The first root cause is that the negotiator doesn't know about partitioning, and hands out the whole resource, or tries to, to the schedd. This means that in cases where there are many resources per machine, and each submitter, for whatever reason, is only allowed to currently use less than a whole machine's worth of resources, the negotiator will fail to match the resource to the job, because it can only allocate the full slot to the submitter. A related problem is that it is impossible to specify a policy where the admin can "fill up" one machine with jobs before moving on to the next machine. Again, this is because the negotiator believes it is matching one job to a resource which eventually may split into multiples. Because the negotiator implements concurrency limits, these don't work correctly in the paritionable slot case either. Another result of this is that startd rank doesn't work correctly -- the rank and the match only apply to the partitionable slot, not to the dynamic slot which is created by the start at claim time. A minor consequence is that the partitionable slot stays unclaimed, which is confusing in condor_status output.
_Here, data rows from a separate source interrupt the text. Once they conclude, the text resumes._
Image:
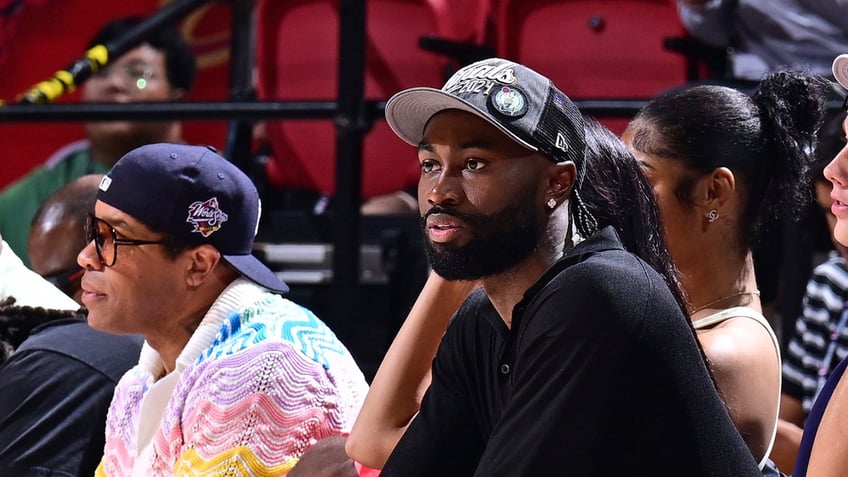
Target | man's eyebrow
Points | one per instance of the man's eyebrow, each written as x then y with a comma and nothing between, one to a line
645,164
475,144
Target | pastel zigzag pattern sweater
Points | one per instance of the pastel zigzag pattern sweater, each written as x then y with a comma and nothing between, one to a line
259,381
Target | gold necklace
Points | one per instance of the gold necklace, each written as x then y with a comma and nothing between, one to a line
732,295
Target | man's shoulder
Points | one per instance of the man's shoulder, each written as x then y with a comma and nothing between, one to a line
111,355
276,323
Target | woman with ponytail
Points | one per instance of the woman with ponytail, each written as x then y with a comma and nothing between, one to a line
725,166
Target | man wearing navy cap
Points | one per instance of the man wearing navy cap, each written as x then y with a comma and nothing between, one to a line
233,379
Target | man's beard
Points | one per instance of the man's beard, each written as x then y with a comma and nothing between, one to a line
499,242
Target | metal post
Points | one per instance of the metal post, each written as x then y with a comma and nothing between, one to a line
350,129
239,133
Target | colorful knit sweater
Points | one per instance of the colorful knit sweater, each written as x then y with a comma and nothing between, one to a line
260,380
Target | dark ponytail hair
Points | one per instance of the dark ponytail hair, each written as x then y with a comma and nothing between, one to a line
617,194
766,140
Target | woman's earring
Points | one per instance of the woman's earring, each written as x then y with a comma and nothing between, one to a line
712,215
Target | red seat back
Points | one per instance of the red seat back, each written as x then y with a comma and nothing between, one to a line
38,46
595,49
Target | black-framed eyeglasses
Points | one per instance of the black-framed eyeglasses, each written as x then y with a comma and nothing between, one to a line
106,240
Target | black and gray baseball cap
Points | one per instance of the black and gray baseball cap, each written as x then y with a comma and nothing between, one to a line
520,102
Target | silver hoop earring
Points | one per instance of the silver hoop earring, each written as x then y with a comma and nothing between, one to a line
712,215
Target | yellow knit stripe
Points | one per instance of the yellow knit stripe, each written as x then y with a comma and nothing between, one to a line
239,461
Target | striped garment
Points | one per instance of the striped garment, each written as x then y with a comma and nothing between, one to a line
259,381
812,348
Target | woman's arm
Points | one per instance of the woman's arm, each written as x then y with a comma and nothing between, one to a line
404,374
747,371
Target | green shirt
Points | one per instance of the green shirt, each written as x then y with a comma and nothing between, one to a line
20,200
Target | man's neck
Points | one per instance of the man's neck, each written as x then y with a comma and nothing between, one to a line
507,289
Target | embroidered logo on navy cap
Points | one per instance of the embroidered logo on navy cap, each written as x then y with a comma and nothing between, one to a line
105,183
509,101
206,216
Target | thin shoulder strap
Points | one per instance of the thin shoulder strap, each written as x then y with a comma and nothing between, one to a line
745,312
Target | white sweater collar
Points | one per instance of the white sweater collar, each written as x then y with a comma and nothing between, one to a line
238,293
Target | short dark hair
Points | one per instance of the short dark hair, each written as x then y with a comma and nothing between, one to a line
179,58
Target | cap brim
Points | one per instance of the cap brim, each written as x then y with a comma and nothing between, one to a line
409,111
840,70
251,268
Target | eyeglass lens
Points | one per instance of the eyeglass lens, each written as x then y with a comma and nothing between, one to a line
103,236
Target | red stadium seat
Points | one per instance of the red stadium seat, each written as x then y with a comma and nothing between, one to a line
595,49
37,45
297,59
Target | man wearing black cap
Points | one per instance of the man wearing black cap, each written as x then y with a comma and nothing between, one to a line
573,357
232,379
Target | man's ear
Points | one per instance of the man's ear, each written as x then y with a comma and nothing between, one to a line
179,94
560,181
203,260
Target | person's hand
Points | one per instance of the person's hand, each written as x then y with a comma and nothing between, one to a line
325,458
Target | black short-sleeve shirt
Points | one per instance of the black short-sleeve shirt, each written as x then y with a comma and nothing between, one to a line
600,375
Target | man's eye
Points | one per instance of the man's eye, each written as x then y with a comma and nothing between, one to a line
428,166
474,164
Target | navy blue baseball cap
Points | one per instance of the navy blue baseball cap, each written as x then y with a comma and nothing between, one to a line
196,195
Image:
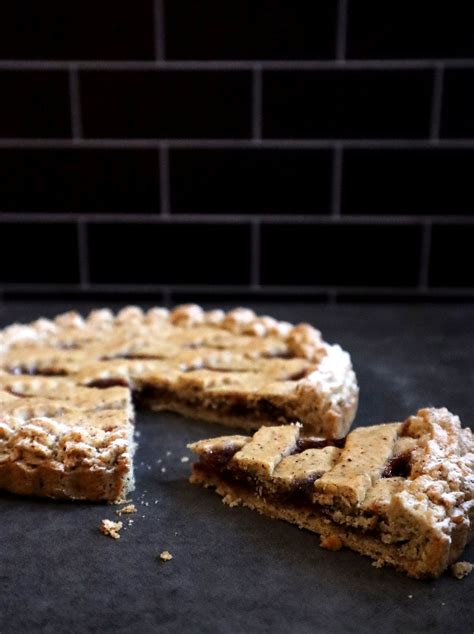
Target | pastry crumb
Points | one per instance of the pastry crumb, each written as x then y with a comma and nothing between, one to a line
107,527
130,508
461,569
331,542
166,555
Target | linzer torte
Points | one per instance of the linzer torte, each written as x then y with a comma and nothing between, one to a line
401,493
65,384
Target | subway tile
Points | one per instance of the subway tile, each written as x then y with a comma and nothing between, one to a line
250,30
414,181
407,29
78,180
250,181
39,253
347,104
34,104
77,30
217,297
458,103
166,104
342,255
169,253
451,256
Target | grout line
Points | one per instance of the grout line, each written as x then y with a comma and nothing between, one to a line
356,64
295,218
83,253
425,253
164,175
257,103
336,184
276,144
332,296
437,102
341,33
159,29
168,290
75,102
255,255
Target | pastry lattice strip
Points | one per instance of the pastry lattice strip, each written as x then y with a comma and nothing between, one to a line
402,493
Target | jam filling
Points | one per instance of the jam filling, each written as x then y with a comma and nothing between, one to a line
36,371
105,383
308,442
299,494
235,407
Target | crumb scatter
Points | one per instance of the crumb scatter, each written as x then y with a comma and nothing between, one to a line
130,508
461,569
110,528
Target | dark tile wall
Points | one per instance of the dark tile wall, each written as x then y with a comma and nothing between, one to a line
195,150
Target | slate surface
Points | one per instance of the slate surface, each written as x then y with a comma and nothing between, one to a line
233,570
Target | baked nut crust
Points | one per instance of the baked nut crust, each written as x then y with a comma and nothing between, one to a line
401,493
65,388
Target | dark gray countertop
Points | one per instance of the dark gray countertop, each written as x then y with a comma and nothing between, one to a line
234,570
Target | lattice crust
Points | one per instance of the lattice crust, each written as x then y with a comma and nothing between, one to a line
234,368
58,439
402,493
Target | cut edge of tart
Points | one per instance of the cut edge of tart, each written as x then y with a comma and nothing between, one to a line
401,493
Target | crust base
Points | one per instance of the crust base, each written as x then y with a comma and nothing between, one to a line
428,565
80,484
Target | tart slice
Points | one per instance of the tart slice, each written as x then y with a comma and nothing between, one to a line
63,441
233,368
401,493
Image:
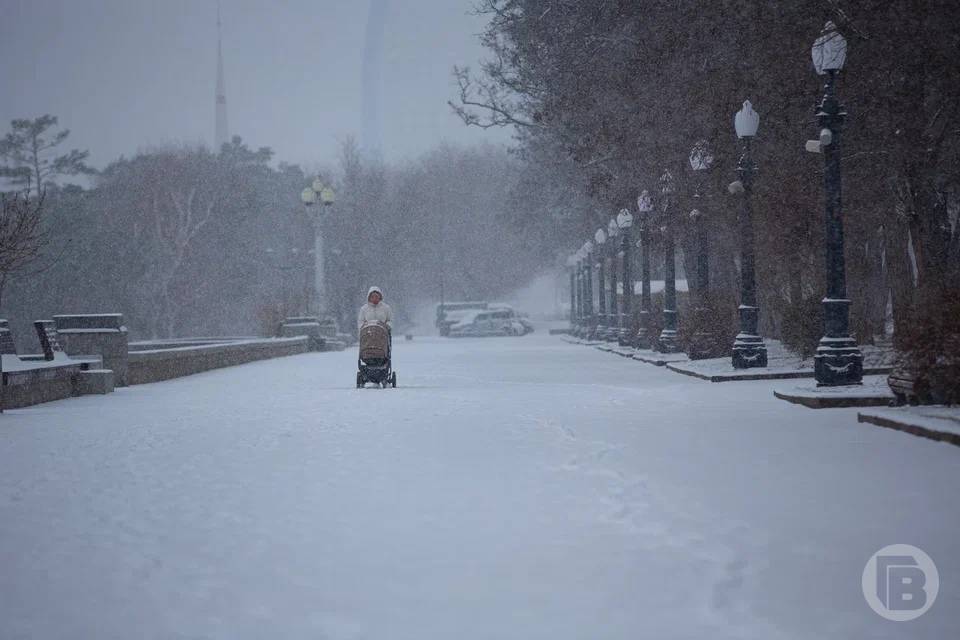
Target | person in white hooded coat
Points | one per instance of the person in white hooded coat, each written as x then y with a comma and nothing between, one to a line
376,311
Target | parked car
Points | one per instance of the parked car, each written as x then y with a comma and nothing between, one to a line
501,322
517,316
449,313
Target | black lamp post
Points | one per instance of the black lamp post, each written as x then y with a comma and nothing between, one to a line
615,319
643,338
591,320
572,266
668,336
600,237
838,360
317,193
625,222
748,349
703,342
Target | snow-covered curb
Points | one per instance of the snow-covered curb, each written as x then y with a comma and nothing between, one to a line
162,364
874,392
936,422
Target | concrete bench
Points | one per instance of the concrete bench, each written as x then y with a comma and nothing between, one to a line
51,376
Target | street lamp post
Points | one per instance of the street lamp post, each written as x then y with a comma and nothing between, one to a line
703,342
645,211
748,349
588,319
581,298
668,336
625,222
838,360
318,193
615,322
600,237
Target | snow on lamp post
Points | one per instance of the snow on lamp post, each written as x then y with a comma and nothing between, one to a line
645,213
588,288
571,264
748,348
600,238
703,342
624,223
838,360
668,336
318,193
614,321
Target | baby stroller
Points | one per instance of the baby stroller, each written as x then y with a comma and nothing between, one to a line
374,362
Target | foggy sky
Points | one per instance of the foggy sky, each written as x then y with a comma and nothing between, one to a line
130,74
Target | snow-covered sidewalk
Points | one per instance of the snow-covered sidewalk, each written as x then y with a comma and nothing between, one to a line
516,488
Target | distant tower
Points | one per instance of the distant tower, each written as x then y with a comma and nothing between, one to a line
372,66
221,135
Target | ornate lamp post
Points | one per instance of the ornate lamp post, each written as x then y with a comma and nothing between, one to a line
748,348
318,193
625,222
600,237
838,360
703,343
645,211
615,320
668,336
589,321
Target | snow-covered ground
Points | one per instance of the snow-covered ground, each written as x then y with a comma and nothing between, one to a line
515,488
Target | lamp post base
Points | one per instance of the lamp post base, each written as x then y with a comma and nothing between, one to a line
705,342
667,343
838,362
749,352
613,333
643,339
601,332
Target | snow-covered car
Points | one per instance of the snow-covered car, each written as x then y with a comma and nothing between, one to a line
488,323
449,313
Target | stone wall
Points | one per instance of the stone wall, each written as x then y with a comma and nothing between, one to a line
153,365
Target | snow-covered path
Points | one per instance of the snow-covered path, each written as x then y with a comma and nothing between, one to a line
511,488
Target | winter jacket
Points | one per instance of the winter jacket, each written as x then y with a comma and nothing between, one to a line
372,314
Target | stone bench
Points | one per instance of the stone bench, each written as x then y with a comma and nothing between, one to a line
51,376
154,365
83,335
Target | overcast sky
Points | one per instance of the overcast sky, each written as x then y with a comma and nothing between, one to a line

Another root cause of several problems is that there is no naming or identification of partitionable slots. While static slots aren't explicitly named, many sites use the slotd as a de-facto name. For example, one static slot might be special in some way, and be bound to jobs that need licenses or whole machine slots, or GPUs or other specialness. Because the slot id of dynamic slots is dynamic, there is no fixed binding even of the slot id to a name, and thus there is no way to consistently identify dynamnic or partitionable slots. A related problem is that the CPU affinity knobs are bound to slot ids, which don't really exist as one might expect in the partitionable slot world, so there is no way to express the common idiom of "use Linux CPU affinity to give each slot one core". Yet another problem related to this is custom slot attributes. With static slots, there is the ability to set SLOTxx_SomeConfigKnob, to just change the config knob for that slot. This is not possible in the partitionable slot world. Perhaps the most common example of this is the Start expression itself -- this is global per startd, instead of per slot, or per slot type.

Proposed fixes

To improve upon this situation, in this work we will make the partitionable slots named and claimable. Each partitionable slot will have it's own id, and it will be possible to assign configuration values and classad attributes to the partitionable slot, which are copied into that slot's dynamic slot at claim time. Specifcally, it should be possible for each slot type to have it's own START expression, independent of the other slot types. The workflow will also be changed to that the negotiator and schedd will collaborate to claim the partitionable slot, and only perform fast leftover claimed from the claimed partitionable slot. This will show up in the condor_status output, so that the partitionable slot will, less confusingly, end up in the Claimed/busy state.